Following the overview of economic growth, Porter transitioned into a look at the state of Canada’s housing market and provided thoughts on its direction. Watch the presentation recording above to hear his outlook for the next 18 months. He concluded the presentation with a final note on the Canadian economy: “The economy is cooling, and in that environment, interest rates are likely to stay at this level for a while. We do see them coming down over the next 18 months and we think that it will eventually support a recovery, a moderate recovery in the housing market over the next 18 months.”
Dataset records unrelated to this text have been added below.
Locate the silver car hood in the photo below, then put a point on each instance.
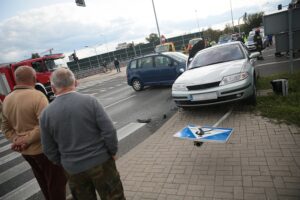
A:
(211, 73)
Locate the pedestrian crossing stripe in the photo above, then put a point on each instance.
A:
(205, 133)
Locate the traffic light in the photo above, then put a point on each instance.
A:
(74, 56)
(80, 3)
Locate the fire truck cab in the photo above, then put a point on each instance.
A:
(43, 66)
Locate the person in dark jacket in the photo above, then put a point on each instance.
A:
(197, 47)
(117, 65)
(78, 134)
(258, 42)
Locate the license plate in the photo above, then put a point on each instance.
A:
(206, 96)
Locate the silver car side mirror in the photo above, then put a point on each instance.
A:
(181, 70)
(254, 55)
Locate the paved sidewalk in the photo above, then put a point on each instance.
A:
(261, 160)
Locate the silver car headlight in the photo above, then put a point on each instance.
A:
(234, 78)
(179, 87)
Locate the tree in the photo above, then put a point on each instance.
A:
(35, 55)
(252, 21)
(153, 38)
(227, 29)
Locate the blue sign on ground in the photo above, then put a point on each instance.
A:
(204, 133)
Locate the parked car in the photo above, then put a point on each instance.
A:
(191, 43)
(250, 41)
(224, 39)
(219, 74)
(155, 69)
(169, 46)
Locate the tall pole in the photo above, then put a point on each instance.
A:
(197, 21)
(231, 16)
(97, 56)
(156, 22)
(290, 14)
(106, 46)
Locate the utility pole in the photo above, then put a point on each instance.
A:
(231, 16)
(156, 22)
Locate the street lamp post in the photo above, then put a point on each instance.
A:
(231, 16)
(156, 21)
(96, 53)
(197, 21)
(106, 46)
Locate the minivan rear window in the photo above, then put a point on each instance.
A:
(133, 64)
(146, 62)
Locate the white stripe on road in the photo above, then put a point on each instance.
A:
(23, 192)
(128, 129)
(272, 63)
(9, 157)
(4, 148)
(223, 118)
(108, 106)
(14, 171)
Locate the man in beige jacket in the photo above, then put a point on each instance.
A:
(20, 125)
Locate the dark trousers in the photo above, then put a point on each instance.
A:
(118, 68)
(104, 178)
(51, 177)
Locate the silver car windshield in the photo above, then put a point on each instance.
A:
(216, 55)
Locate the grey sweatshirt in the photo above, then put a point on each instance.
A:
(77, 133)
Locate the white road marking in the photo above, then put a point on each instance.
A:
(14, 171)
(24, 191)
(3, 140)
(108, 106)
(4, 148)
(272, 63)
(223, 118)
(9, 157)
(128, 129)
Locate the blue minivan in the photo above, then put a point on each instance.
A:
(155, 69)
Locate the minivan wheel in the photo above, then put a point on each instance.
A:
(137, 85)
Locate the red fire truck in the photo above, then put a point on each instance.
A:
(43, 66)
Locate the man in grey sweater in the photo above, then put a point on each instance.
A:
(77, 133)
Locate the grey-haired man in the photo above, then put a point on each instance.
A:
(78, 134)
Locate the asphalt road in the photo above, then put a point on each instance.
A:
(128, 110)
(136, 115)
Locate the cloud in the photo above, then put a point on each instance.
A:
(66, 27)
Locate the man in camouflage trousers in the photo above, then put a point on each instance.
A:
(78, 134)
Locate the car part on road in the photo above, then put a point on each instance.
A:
(137, 85)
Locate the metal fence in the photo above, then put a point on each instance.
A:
(94, 64)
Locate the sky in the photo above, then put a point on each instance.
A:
(34, 26)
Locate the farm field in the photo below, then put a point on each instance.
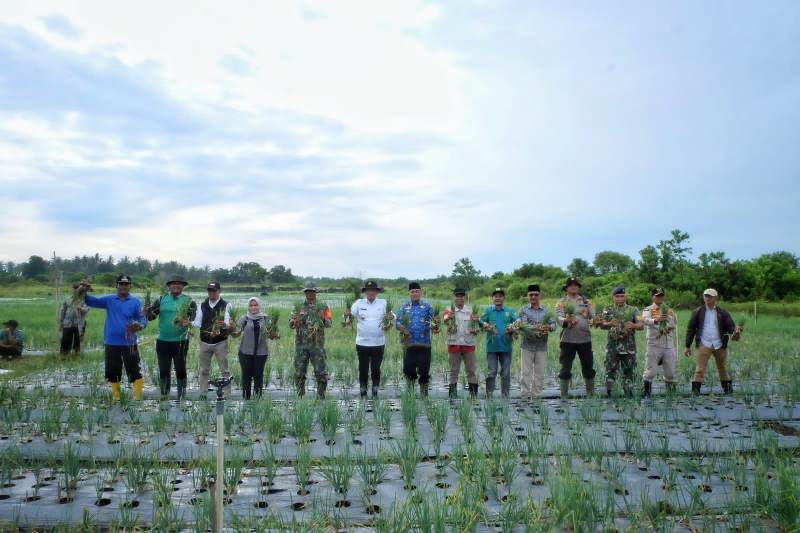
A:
(71, 459)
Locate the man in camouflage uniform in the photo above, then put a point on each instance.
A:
(309, 323)
(660, 325)
(621, 320)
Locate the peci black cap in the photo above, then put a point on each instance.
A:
(371, 285)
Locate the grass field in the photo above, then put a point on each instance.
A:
(72, 459)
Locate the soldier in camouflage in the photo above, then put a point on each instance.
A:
(621, 320)
(309, 323)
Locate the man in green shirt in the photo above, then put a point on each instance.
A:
(175, 312)
(496, 320)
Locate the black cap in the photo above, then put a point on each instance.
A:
(371, 285)
(177, 279)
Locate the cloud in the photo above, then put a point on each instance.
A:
(61, 25)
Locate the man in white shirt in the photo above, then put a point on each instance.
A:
(709, 328)
(214, 319)
(372, 321)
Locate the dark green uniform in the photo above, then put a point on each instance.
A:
(310, 346)
(621, 346)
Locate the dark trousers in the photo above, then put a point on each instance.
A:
(116, 357)
(417, 363)
(252, 374)
(369, 365)
(171, 353)
(70, 340)
(584, 352)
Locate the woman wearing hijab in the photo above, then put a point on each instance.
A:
(253, 348)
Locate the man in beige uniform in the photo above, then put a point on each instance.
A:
(660, 324)
(461, 342)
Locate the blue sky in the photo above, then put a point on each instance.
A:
(370, 139)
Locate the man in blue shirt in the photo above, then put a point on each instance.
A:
(414, 323)
(496, 320)
(124, 318)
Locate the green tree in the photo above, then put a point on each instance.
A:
(607, 262)
(465, 274)
(580, 268)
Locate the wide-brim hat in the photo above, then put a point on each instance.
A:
(177, 279)
(371, 285)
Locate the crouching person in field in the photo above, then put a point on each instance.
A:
(11, 340)
(124, 318)
(72, 324)
(709, 328)
(253, 350)
(660, 324)
(214, 320)
(309, 323)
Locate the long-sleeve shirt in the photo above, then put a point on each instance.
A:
(499, 340)
(659, 336)
(462, 336)
(369, 317)
(72, 315)
(254, 336)
(198, 318)
(535, 317)
(120, 312)
(580, 332)
(310, 332)
(167, 308)
(419, 315)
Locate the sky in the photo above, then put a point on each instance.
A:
(393, 138)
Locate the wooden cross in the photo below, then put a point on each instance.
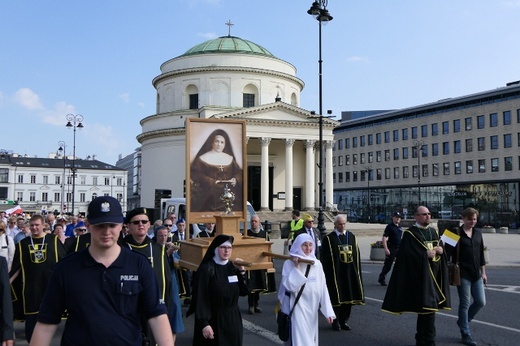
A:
(229, 24)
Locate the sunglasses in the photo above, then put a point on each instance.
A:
(137, 222)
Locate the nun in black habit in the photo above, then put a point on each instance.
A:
(217, 285)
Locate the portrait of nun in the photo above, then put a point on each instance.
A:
(213, 167)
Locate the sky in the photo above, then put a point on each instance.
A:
(97, 58)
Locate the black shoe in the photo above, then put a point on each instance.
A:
(345, 326)
(336, 326)
(467, 340)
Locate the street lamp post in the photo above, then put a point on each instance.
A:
(74, 121)
(62, 152)
(368, 169)
(319, 11)
(418, 145)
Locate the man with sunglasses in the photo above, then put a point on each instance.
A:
(419, 281)
(105, 289)
(138, 221)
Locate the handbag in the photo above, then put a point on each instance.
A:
(454, 269)
(284, 320)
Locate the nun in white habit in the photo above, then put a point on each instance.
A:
(304, 319)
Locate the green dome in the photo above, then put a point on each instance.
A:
(228, 44)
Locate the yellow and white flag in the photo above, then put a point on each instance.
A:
(450, 238)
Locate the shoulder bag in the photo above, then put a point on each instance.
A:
(284, 320)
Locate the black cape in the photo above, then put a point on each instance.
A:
(418, 284)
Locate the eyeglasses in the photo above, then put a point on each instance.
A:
(136, 222)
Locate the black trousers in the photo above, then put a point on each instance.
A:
(342, 312)
(425, 335)
(389, 260)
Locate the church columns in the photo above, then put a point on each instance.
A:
(309, 174)
(289, 174)
(264, 172)
(329, 188)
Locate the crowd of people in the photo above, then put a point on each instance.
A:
(130, 269)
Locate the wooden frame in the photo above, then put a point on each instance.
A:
(209, 168)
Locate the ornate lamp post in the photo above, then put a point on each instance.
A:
(61, 151)
(418, 145)
(319, 11)
(74, 121)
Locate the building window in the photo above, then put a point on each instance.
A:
(506, 117)
(494, 165)
(4, 175)
(456, 147)
(194, 101)
(467, 124)
(480, 122)
(248, 100)
(469, 167)
(435, 129)
(458, 167)
(446, 168)
(424, 130)
(482, 166)
(414, 132)
(493, 120)
(446, 148)
(445, 127)
(469, 145)
(435, 149)
(456, 125)
(508, 141)
(508, 163)
(494, 142)
(481, 141)
(435, 169)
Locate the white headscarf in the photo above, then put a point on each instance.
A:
(217, 258)
(296, 247)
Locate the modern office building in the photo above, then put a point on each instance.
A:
(42, 185)
(448, 155)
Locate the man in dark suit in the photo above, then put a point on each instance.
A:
(308, 228)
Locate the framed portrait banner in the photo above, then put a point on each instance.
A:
(215, 164)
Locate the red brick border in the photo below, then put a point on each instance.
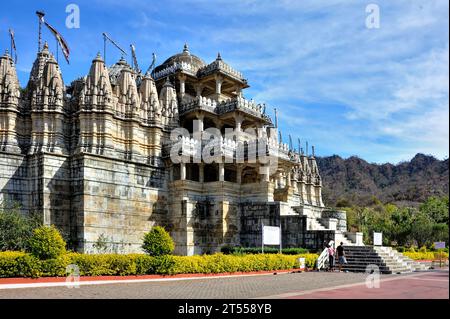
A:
(112, 278)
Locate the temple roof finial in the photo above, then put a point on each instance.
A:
(186, 48)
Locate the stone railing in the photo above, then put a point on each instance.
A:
(230, 105)
(189, 146)
(198, 103)
(171, 69)
(225, 146)
(219, 65)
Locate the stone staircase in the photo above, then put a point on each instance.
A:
(387, 260)
(391, 254)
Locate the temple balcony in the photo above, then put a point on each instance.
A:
(221, 108)
(218, 66)
(174, 68)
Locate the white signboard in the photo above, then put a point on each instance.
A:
(378, 239)
(301, 262)
(271, 235)
(439, 245)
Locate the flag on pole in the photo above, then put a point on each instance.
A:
(13, 45)
(62, 43)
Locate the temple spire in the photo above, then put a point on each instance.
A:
(186, 48)
(276, 117)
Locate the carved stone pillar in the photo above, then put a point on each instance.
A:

During the subsequent fireside discussion, Porter sat down with Cucuz for a thoughtful conversation on the data points and insights shared in the presentation. The discussion explored many pertinent questions on investors’ minds, including whether inflation will trend lower and what this means for labour markets, housing, and affordability; what factors the Bank of Canada is assessing to make their next decision, bearing in mind that a meaningful volume of mortgages will be up for renewal in 2026; and how soaring immigration impacts supply, demand, and infrastructure needs.

Guests then had the opportunity to participate in a Q&A session with the speakers before continuing their conversations during the networking cocktail reception later in the evening. As we navigate the ever-evolving economic landscape, we look forward to continuing to provide a platform to foster these conversations with industry experts and share relevant information with our investors.